In preparation of our U.S. commercial launch, we have built a world-class team in support of our U.S. go-to-market strategy. In addition, we have put in place industry-leading talents with a track record in neuromodulation and/or Obstructive Sleep Apnea, or OSA, across our sales, marketing, reimbursement and medical affairs teams in the U.S. Our strategy for penetrating the U.S. market is focused on a two-pronged approach. First, as a smart follower, we will target high-volume hypoglossal nerve stimulation implanting centers where patients and physicians are actively seeking an alternative solution to current therapy. Market research confirms significant demand from patients who are hesitant about receiving a pacemaker platform technology, including an implanted battery which currently requires a subsequent surgery to replace it.

Research also indicates that physicians are eagerly awaiting a compelling alternative to further expand their OSA treatment options. This is consistent with feedback from the 75 U.S. physicians that already have been trained on the Genio technology, given their participation in our clinical trials and usability studies and became familiar with Genio’s unique features and patient outcomes. Second, we will develop strong networks with sleep physicians who manage large populations of moderate to severe OSA patients where hypoglossal nerve stimulation is not yet fully embedded as part of their treatment pathway. As a company that prioritises clinical evidence and patient outcome over simplified marketing messages, we believe in setting realistic patient expectations and partnering with physicians to find the optimal treatment for each patient as part of our mission in putting patients first.

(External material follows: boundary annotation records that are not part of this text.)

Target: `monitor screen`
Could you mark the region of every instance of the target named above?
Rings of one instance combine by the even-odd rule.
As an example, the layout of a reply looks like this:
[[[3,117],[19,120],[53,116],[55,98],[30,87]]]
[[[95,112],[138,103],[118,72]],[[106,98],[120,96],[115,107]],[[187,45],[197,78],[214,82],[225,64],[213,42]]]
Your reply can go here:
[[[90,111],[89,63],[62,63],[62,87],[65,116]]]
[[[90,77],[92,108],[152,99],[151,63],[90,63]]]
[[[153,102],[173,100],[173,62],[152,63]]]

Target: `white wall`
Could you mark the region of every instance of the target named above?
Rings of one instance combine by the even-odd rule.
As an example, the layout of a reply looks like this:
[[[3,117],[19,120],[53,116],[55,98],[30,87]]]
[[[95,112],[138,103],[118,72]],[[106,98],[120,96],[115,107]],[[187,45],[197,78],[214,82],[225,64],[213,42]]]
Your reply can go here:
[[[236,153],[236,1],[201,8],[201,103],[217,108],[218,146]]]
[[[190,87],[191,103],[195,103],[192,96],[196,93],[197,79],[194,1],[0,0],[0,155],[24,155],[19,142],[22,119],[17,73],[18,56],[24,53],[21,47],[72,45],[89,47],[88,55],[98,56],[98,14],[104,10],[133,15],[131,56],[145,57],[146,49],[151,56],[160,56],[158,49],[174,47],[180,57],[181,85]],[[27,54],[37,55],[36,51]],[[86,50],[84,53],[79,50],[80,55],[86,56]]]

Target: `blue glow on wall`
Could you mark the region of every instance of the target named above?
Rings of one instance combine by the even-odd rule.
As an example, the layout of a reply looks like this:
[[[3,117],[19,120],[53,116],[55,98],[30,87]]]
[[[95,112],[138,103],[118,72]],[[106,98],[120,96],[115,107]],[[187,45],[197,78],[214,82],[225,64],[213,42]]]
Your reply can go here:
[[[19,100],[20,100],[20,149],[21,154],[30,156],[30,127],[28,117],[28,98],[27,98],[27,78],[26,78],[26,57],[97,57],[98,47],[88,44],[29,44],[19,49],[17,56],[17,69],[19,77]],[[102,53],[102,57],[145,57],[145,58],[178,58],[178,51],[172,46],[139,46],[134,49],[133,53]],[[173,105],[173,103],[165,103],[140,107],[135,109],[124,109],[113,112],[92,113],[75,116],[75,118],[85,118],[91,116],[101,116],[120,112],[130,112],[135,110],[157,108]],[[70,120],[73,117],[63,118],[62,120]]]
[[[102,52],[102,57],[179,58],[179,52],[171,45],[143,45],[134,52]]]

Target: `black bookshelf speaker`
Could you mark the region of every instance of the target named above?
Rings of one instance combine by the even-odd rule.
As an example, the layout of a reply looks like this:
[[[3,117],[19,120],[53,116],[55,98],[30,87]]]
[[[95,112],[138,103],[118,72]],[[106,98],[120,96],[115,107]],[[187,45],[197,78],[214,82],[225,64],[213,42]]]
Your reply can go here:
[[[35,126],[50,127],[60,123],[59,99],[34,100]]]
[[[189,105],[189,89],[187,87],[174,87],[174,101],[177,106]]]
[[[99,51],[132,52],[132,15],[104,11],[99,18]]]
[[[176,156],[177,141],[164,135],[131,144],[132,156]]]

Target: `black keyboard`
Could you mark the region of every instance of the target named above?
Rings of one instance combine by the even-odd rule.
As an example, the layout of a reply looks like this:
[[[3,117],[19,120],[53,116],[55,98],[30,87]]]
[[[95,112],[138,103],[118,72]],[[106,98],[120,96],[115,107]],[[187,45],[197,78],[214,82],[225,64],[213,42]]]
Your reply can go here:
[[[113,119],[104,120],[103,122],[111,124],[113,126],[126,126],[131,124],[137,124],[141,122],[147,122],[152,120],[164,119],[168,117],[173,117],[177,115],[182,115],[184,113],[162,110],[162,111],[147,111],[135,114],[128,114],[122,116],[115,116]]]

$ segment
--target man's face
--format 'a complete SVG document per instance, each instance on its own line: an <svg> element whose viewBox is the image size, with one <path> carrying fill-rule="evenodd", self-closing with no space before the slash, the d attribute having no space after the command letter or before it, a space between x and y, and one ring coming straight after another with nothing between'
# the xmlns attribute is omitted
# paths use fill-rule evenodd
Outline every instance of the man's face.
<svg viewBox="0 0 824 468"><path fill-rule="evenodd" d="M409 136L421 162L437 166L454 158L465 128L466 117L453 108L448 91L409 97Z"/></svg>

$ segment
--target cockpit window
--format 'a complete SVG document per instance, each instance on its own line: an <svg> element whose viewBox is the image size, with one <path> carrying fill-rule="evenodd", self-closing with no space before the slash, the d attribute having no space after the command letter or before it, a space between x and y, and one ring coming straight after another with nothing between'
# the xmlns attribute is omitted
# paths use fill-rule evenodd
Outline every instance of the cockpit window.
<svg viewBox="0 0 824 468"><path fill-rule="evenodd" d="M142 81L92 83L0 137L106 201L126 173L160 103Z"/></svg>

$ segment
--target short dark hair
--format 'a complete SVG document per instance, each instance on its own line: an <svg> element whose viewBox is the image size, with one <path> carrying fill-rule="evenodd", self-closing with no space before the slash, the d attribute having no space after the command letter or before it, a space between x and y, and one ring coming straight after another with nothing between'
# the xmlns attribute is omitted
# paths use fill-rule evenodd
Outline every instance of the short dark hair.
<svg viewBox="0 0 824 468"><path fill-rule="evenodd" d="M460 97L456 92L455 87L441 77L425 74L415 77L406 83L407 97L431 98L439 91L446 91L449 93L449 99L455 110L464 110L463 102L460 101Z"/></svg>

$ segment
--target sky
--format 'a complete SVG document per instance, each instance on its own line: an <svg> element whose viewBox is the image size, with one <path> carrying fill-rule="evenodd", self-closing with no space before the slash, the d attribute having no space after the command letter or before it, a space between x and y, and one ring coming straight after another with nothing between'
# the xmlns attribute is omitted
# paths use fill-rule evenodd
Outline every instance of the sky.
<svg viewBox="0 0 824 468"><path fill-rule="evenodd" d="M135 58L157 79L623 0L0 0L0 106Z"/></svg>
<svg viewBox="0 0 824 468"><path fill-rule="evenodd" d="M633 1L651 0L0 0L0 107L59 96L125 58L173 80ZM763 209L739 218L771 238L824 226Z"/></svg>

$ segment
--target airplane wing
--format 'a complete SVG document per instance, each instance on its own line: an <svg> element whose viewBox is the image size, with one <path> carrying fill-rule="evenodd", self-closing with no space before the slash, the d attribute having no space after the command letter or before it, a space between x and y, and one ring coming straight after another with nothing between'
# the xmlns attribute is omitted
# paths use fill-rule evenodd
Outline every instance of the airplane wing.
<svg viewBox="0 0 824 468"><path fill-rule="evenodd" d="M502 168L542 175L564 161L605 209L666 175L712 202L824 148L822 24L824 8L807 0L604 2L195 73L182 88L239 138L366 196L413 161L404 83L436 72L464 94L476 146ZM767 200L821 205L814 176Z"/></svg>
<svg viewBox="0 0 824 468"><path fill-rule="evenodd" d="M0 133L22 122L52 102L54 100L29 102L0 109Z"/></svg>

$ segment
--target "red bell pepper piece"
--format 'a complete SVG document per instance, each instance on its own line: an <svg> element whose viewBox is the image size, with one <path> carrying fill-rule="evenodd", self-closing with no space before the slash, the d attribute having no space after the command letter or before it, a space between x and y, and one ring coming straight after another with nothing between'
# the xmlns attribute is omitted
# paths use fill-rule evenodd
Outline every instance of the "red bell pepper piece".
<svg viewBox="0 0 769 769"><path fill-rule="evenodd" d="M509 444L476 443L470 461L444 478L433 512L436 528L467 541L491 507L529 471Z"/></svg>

We are ready to launch in the U.S. with 50 commercial team members who are all hired and trained. This team is comprised of sales, marketing, market access professionals who will be supported by focused Direct-To-Consumer or DTC initiatives and dedicated reimbursement support. We plan to scale our U.S. commercial team each quarter post FDA approval, hand-in-hand with the opening of new implant accounts. Regarding reimbursement, we are working closely with the American Academy of Otolaryngology and participating in the FDA’s early payer feedback program to educate CMS and major commercial payers on the Genio system and the clinical impact it can have on the OSA patient population. We have identified an established CPT code that we plan to utilise at launch.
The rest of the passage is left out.